Hsieh flipped conventions. He relocated his company from San Francisco to Las Vegas to capitalize on cheaper labor and an abundance of service economy skills that would allow him to cost-effectively scale a whiteglove retail experience online. And in doing so, he remade a city.
Like many of us, he knew that making customers happy begins, fundamentally, with making employees happy. But instead of relying only on snacks, swag, holiday parties, and other cultural trappings to artificially prop up morale, under Hsieh, Zappos implemented bold and unobvious programs like a $1000 incentive for any employee choosing to quit after their first week on the job as a canny strategy for weeding out anyone but the most zealous employees.
He was nearly a billionaire, but also a committed minimalist who chose to live in an Airstream trailer. Sometimes he over-rotated on the unconventional. Most notably, as a way to counteract the inexorable creep of the bureaucracy that comes with scale, Hsieh introduced “holacracy,” a radical management theory and organizational strategy that eschews titles, hierarchy and even role definition in favor of distributed decision making and self-organizing teams that naturally form, amoeba-like, and cling onto the highest-value activities in the service of the customer.
It didn’t work.
Daring to Ask: Why?
Among many things to be admired about Hsieh was that he regularly dared to ask: Why?
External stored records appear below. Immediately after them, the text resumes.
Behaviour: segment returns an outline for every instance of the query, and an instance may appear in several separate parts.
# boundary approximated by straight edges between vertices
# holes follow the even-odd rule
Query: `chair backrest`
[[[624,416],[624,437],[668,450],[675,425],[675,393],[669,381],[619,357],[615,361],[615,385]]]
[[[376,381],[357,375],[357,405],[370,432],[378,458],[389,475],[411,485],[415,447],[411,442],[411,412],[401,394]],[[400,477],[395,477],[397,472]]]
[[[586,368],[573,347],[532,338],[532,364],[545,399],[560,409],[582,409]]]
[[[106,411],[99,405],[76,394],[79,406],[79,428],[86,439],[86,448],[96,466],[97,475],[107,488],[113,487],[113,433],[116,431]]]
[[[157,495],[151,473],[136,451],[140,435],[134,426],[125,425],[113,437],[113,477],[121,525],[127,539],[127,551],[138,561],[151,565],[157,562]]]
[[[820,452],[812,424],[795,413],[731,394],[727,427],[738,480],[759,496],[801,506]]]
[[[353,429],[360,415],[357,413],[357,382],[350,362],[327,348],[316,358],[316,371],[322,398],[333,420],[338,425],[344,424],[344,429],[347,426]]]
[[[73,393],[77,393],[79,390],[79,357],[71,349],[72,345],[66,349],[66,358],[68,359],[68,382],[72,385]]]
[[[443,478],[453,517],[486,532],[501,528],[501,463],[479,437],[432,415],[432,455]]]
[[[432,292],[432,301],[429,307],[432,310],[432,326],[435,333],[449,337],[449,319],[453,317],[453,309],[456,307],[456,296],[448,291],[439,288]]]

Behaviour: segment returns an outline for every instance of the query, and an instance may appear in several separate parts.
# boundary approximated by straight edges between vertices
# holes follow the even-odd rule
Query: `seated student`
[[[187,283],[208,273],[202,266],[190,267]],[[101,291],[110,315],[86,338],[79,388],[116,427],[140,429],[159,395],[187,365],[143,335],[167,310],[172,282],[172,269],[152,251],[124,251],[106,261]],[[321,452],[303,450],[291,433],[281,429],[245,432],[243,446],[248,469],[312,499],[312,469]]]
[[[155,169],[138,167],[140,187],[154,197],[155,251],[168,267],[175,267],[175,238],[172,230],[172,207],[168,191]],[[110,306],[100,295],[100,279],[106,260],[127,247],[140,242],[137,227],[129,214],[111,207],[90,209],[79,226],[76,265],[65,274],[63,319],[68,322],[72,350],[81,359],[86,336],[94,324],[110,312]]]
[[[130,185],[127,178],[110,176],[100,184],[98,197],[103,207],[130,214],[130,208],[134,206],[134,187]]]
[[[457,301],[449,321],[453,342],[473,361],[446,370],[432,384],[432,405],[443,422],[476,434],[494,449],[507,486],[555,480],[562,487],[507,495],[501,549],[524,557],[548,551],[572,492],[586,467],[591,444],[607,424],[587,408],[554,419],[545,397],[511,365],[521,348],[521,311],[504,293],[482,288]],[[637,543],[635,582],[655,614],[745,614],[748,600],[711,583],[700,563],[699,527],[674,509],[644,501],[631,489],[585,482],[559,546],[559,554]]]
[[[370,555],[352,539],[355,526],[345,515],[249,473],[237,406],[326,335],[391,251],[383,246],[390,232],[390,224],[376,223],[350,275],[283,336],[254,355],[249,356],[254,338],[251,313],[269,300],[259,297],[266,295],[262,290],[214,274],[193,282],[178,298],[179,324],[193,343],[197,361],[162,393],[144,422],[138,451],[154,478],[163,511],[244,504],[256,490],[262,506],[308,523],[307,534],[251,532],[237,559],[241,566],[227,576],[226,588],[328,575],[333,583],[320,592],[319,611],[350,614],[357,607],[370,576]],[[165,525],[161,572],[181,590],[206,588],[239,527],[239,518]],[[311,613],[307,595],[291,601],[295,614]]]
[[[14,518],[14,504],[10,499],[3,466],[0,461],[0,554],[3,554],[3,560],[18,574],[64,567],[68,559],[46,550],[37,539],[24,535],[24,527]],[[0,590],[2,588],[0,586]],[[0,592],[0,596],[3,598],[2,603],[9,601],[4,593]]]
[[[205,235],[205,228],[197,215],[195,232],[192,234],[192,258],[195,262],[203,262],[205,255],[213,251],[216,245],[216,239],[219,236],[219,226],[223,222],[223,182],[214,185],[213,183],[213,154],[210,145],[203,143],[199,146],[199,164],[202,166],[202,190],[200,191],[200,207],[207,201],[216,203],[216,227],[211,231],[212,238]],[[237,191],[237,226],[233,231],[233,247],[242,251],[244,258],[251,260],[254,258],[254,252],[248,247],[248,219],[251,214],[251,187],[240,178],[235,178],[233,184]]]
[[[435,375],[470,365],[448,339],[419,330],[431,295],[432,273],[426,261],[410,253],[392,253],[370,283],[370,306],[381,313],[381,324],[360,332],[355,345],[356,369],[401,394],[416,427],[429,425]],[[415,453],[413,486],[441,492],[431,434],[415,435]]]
He challenged the as-is, and he backed up these challenges with bold thinking and big bets.
Hsieh was fearless. And while I’m sure he was thoughtful and even deliberative much of the time, many of us probably don’t recognize ourselves in some of the business risks that he took.
But being an innovator doesn’t necessarily mean being fearless. It means being fearless in your thinking–being willing to flip conventions on their ear–even if you’re perhaps a bit more risk-adjusted in how you put these ideas into action. That starts with the curiosity to wonder whether there might be a better way of doing things, followed by the courage to take an initial step into that question with intention and purpose.
Exploring the Art of the Possible
When I was a Gartner analyst, I visited dozens of CX and digital transformation labs inside large, traditional enterprises. These were typically immodestly large and impressively airy open-concept spaces decorated with smart modernist furniture, curated art books, live succulents, and staffed with hip and trendy strategists, futurists and designers. These labs were often cordoned off from the rest of the company, both to encourage creativity unconstrained by the challenges and realities of the current-state business, but also as a purposeful firewall to prevent distraction for those with budgets to meet, goals to hit, and businesses to run.
These companies were simply running controlled experiments–off to the side, bound in scale, scope and exposure to the rest of the business–with the goal of exploring the art of the possible. Some experiments would bear fruit, eventually finding their way into the mainstream business. Others would be treated as a way to test and fail in order to learn and scale.
From B2C to B2B
Whether it’s the remarkable impacts that visionary entrepreneurs like Tony Hsieh have made on company culture and customer experience or the notable innovations coming out of these transformation labs that I visited during my Gartner years, there is one common theme: B2C.
The reality is that, until recently, there’s been far less CX and digital innovation happening in the world of B2B. I’ve often wrestled with this fact; in my view, there’s no obvious reason why that should be the case. After all, business buyers are also consumers and their last-best experiences with companies like Zappos and so many others in their consumer lives necessarily shapes their expectations in every other commercial interaction–both B2C and B2B.
Why, then, would B2B companies be somehow relieved of the same burden of progress?
I believe this is starting to change.
Keep in mind that being an innovator doesn’t mean you have to be a radical. Nor does it mean that you have to be fearless like Tony Hseih.
It simply means that you have to find the courage to ask the difficult questions that challenge the status quo, and to be willing to take a small step into that change.
As Hseih said: “Without conscious and deliberate effort, inertia always wins.”